While out running today, I screwed up my nerve and ran past the fences that have closed off Bowness Park since last June’s flood. Wet and covered with mud up my shins, I had just stopped to tie a soggy, muddy shoe when I was approached by a security guard. Ruled by fear as I am, my first reaction was to judge whether or not I could outrun him, but I knew I’d be too scared to even do that.
He greeted me with a gap-tooth grin a mile wide and asked for my name and where I live.
“Kim. Up that hill.” Best to keep these things vague.
But he just shook my hand and asked if I missed the park. Yes, I said. “But my kids miss it more.”
He asked where I work. “Oh, I teach school. Up that hill.”
He told me he and his wife had been school teachers back home in India. By this point I was pretty sure he wasn’t going to give me any grief for climbing fences, so we chatted for a few minutes about school, and all the work being done in the park, and how much more there is to go. (Three more months! My new friend is happy, though. His security company is making a killing.)
Soon, it was time for me to carry on. “Would you like some water? Some tea?” he asked. “I have food, too, if you’re hungry.”
Thanks anyway, I told him, and went on my way. I’d expected a good talking-to (which I did get, in an unexpected way) and ended up with the offer of tea and snacks. Sometimes this adopted city of mine and her people surprise me.
Speaking of fear.
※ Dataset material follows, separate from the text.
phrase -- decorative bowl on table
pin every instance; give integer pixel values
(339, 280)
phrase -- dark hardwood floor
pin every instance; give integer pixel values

On Tuesday this past week, I received a last-minute offer to introduce and interview Miriam Toews and Rosemary Nixon at the Calgary Public Library. Most of my friends know that I have a serious author crush on Ms Toews, and I’d be lying if I said I’ve never tried to emulate her writing.
When the offer came in, I was terrified of being on a stage interviewing one of my greatest literary idols. But I knew that in this case, I needed to scale that fence of fear. When would I ever have the chance to interview Miriam Toews again? So I did it. And it was scary – I was completely unprepared – but Miriam and Rosemary were lovely, giving fantastic answers to even my most mundane questions. It was probably one of the greatest nights of my life, one that I would have missed if I’d heeded that first “no way can I do this” gut reaction.
Yesterday, I had the opportunity to attend a writing workshop with Sarah Selecky. Sarah’s advice centred on routine, and how some seemingly simple exercises can lead you into a space that allows that noisy, yappy part of your brain to ease up and let something new and surprising in. That’s a small part of her message, or maybe not even what she meant at all, but that’s what happened. All the fences I’ve put up around my writing in the past few months (my inability to put words together, to plot a coherent story, to trust myself as a writer) have fallen and I’m not quite so afraid anymore. This workshop, combined with a short fiction course I’m taking with Zsuzsi Gartner through Sarah’s website, have both given me a huge kickstart of confidence.
With the end of MFA deadlines, I’ve been drifting a bit (and not one of Sarah’s “good” drifts) so it was good timing for this workshop. We’ll see what comes of it.